Matthew, you’re not providing any argument why VMT is superior to gas consumption as a base for taxation. On the contrary, you offer one argument why it’s inferior: to encourage high fuel economy the government will have to create a new bureaucracy to reimburse people who drive fuel-efficient cars.
“The Gas Tax” is a shortsighted name for it. It needs to be “The Fuel Tax.” Whatever you have to put in your buggy to make it go is what needs to be taxed. Perhaps some preferential treatment is in order, as in less for CNG than gasoline, but that’s a policy decision. The real point is, you gotta pay for when you wanna go.
I haven’t seen anything to convince me that raising the gas tax isn’t a much more feasible and appropriate way to address the relevant externalities that come from driving.

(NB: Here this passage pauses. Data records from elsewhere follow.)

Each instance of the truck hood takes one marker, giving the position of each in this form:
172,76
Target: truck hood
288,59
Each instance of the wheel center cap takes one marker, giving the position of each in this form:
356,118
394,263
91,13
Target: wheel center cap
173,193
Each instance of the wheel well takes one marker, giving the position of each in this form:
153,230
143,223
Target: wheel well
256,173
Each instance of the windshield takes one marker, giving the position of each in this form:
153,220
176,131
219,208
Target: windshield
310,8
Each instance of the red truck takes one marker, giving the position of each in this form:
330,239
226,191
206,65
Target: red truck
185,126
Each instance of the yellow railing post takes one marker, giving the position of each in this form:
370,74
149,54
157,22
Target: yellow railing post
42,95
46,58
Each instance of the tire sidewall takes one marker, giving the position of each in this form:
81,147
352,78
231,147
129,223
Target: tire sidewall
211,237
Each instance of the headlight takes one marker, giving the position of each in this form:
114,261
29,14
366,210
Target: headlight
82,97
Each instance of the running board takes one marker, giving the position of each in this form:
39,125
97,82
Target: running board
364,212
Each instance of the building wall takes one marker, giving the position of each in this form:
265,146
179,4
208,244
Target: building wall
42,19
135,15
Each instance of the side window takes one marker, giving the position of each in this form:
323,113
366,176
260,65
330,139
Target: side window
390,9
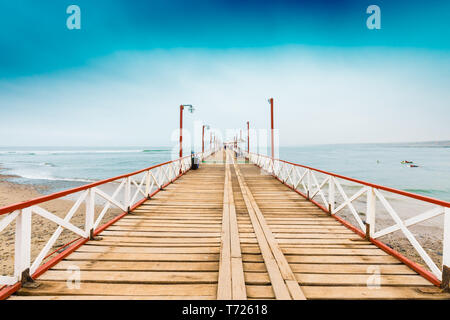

Strongly agree with Alon Levy here. Drivers who choose fuel-efficient cars DESERVE to have lower taxes for their smart choice. A VMT tax would completely invalidate the tax benefits achieved by purchasing fuel-efficient cars.
Also – fuel-efficient cars tend to be lighter, on average, than gas-guzzlers. This means they place less wear and tear on the road. Under a VMT tax, the driver of a Hummer would pay the same tax amount as the driver of a Prius over the same distance. The Hummer driver still has the disincentive, since he uses more fuel and pays more because of it; but his tax burden is not any higher.
I also agree that trucks need to be taxed more heavily for the damage they cause to roads. Perhaps a separate, and higher, tax on diesel fuel would accomplish this, rather than a whole new tax? It would annoy drivers of some European imports, but most consumers would probably get behind such a tax if the rationale was explained.